4. They Remember Their Last Mistake
A prior vendor offered short-term fixes or “workarounds” that initially solved an issue but had an unintended consequence on their business long-term. The relationship with the other supplier(s) who provided the short-sighted solution may be irreparably damaged. Complaints about the problems created by the solution become more prevalent within the organization. These probably added to the solution users’ frustration over time.
Results: This prospect will likely over-analyze and suffer from analysis-paralysis due to fear of making another mistake. Present your solutions that have a long-term or, at least, a longer-term positive outcome. A thorough review of existing systems, accounting software, for example, can assist you in submitting the right solution set. Steer clear of implementing a solution that doesn’t incorporate where the client company is growing in the next five, seven, or even ten years.
5. Transparency Is a Major Issue
The more complex the contract, the more ways the prior services provider had to hide overall margins.
Results: It’s hard for the client to trust if they can’t understand and oversee what the service provider is doing. Create easy-to-understand proposals. Schedule and more importantly, keep regularly updated meetings. Share relevant information each stakeholder in the meeting needs to know. This will reinforce their confidence in the project performance and your company.
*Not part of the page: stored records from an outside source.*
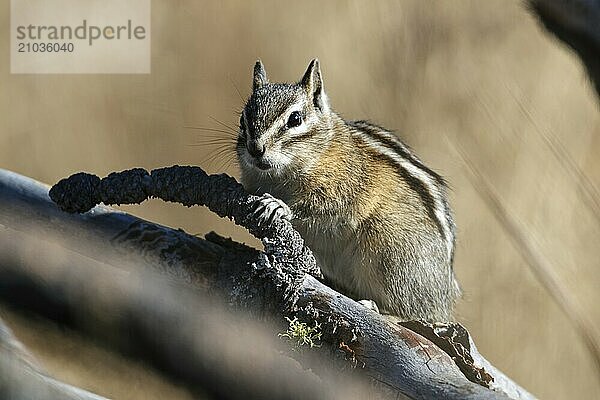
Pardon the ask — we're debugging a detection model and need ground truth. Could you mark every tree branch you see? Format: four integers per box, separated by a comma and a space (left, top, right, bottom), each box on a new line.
0, 168, 535, 399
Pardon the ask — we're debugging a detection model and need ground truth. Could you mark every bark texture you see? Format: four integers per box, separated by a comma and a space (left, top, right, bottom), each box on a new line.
0, 168, 535, 400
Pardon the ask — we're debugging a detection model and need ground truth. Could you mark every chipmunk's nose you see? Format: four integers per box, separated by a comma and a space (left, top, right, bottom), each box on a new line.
246, 141, 265, 158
6. Preparing to Outsource is Hard Work
The prospect probably knows how much work is ahead to prepare for outsourcing to their next managed services provider. They may desperately need a solution to their day-to-day pain points. However, the time to properly address it with a planning session, action plan, RFI, RFQs, or bids is a constraint on already limited resources.
Results: It is daunting to consider outsourcing. Prepare an up-front checklist for steps that can be delegated, taken, and checked off. Bite-sized, achievable steps will demonstrate that they can collaborate with you and also help to facilitate a smooth transition to your solution.
7. They Feel Duped
Firstly, your prospects have found that your predecessors didn’t have solutions for their unique needs. Secondly, the prior providers weren’t the innovators they promised, and were inflexible both in their delivery and in infrastructure. Thirdly, your predecessors didn’t even really understand the prospect’s business. They kept promising to help manage costs and services but mostly missed their requirements altogether.
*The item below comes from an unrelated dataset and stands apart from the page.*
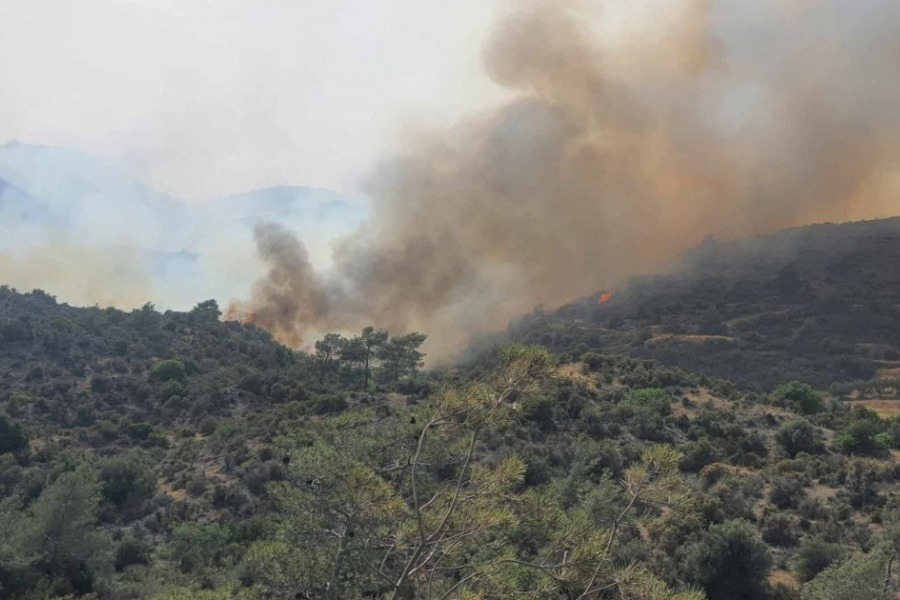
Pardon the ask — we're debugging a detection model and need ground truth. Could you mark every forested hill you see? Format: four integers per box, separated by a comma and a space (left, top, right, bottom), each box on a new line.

Results: Your prospect already suspects that you are not interested in their needs and only want to sell them whatever serves you best. By deploying questioning tools, and your good-old-fashioned active listening skills, you can find out more about what the prospect is seeking. Need to brush up on these? We can recommend Bold Networking for Sales Training 100%.
Final Thoughts
Sometimes prospecting obstacles exist because someone before you failed to deliver the promised outcomes. Understandably, prospects will be wary of your solution based on their past negative experiences. They will have a long memory so prospecting them may take a bit longer. You may become impatient with the pace they are willing to go during prospecting. Never let them hear your impatience. Being great at prospecting requires consistent follow-up and your action will speak volumes to prospects. If they can’t trust you with the little things, they will struggle to trust you with the big things they need to resolve. Listen, not to reply, but to understand WHAT pain-point they need to address and more importantly, WHY they need to address it. Communicate back, in writing if you need to, what you heard them say. Remember, a little empathy goes a long way toward developing a trust-based relationship with someone who could become your next advocate client and possibly refer you to your next account.